Posted Feb 5, 2010 21:52 UTC (Fri) by Baylink (subscriber, #755) [Link]

Because I am a believer in the traditions of science, yes, I think it would be an excellent idea if you wrote up formally your problems with his paper...

which I *promise* I'm going to read, tonight while I wait for a server upgrade to finish. :-)

And certainly any level of the stack can be attacked, and I understand that was his point. But one either has to say "there's no practical way for me to validate the microcode of the CPU, and thus there's a practical limite to what I can verify", or one has to -- in fact -- do that validation.

If one can.

As we note on RISKS regularly, there are two issues at hand here: "pick your own low-hanging fruit", ie: make sure you apply extra security balm equally to all layers of your problem (as adjusted by your threat estimates at each layer), and "know your CBA": the amount of security at all levels you apply has to be in keeping with not only your threat estimate, but with what the bad guys can *get*.

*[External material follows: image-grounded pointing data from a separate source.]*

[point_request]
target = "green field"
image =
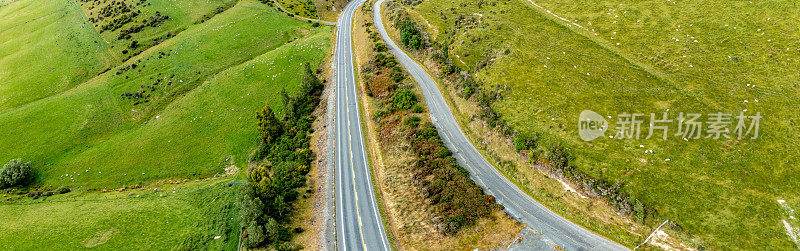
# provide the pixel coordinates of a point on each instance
(746, 57)
(184, 216)
(182, 107)
(46, 47)
(218, 72)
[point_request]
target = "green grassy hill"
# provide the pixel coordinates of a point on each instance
(91, 111)
(46, 47)
(199, 93)
(197, 215)
(644, 58)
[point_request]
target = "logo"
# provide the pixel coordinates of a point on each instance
(591, 125)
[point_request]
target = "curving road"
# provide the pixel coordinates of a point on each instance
(555, 230)
(358, 222)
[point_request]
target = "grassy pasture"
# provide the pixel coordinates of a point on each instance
(722, 191)
(188, 130)
(194, 214)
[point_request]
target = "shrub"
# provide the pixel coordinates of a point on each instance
(412, 121)
(522, 142)
(409, 34)
(404, 99)
(62, 190)
(381, 47)
(15, 173)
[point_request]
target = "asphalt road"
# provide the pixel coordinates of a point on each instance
(555, 230)
(358, 222)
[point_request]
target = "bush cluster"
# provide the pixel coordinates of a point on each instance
(456, 199)
(15, 173)
(265, 202)
(409, 34)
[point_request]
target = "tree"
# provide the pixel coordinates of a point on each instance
(269, 127)
(255, 234)
(15, 173)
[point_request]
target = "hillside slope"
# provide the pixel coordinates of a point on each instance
(182, 108)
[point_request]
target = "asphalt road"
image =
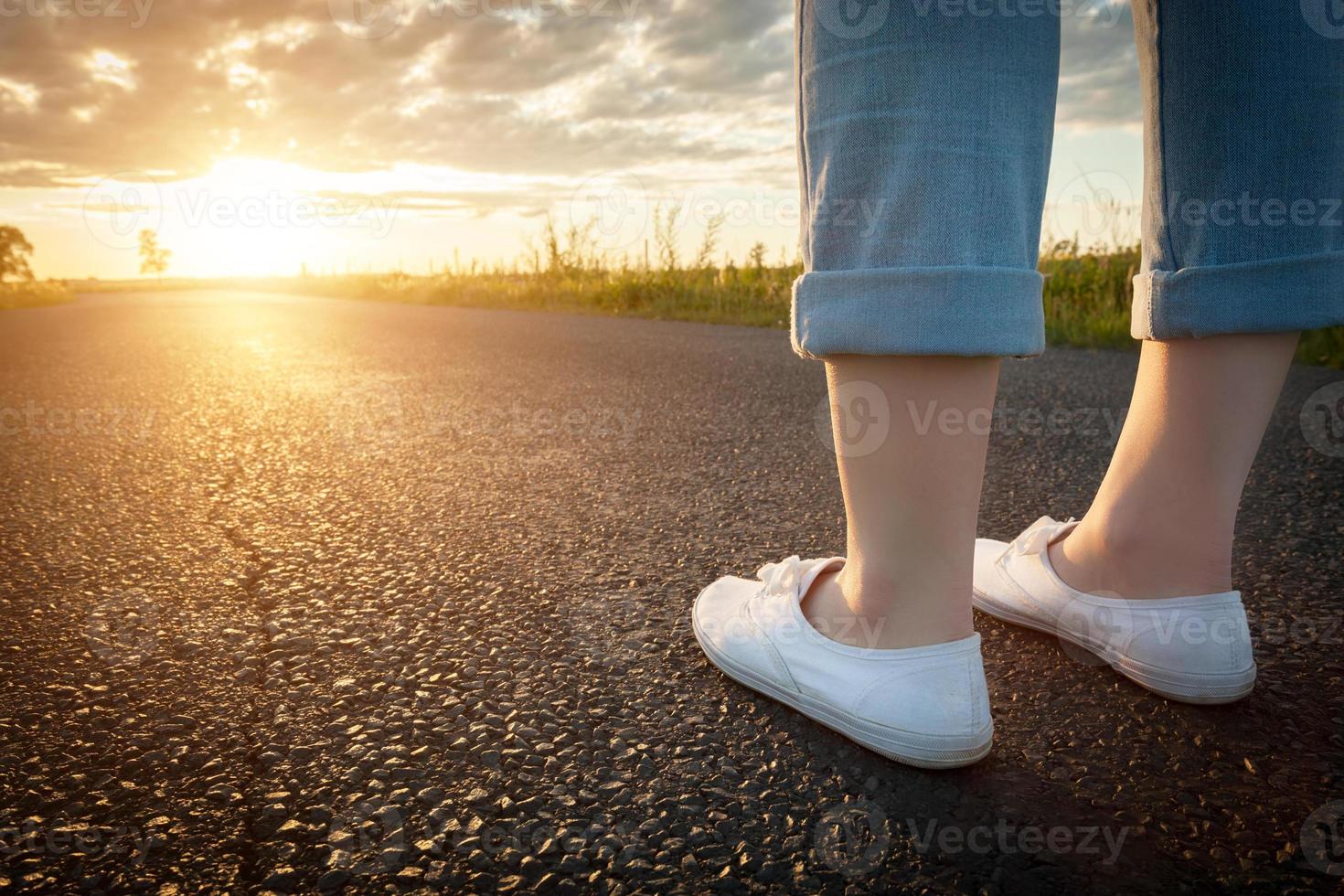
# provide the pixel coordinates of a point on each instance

This is, in particular, the part of the issue that terrorists throw monkey wrenches into: trying to inspire asymmetrical responses to what are, objectively, low-level threats. Your opponent wears himself out on the cape and never sees the sword. Bruce Schneier likes to address this issue.

Countering the trusting trust attack

Posted Sep 20, 2010 14:53 UTC (Mon) by paulj (subscriber, #341) [Link]

Took a while, but I wrote up those views on "Diverse Double-Compiling" and stuck them online here.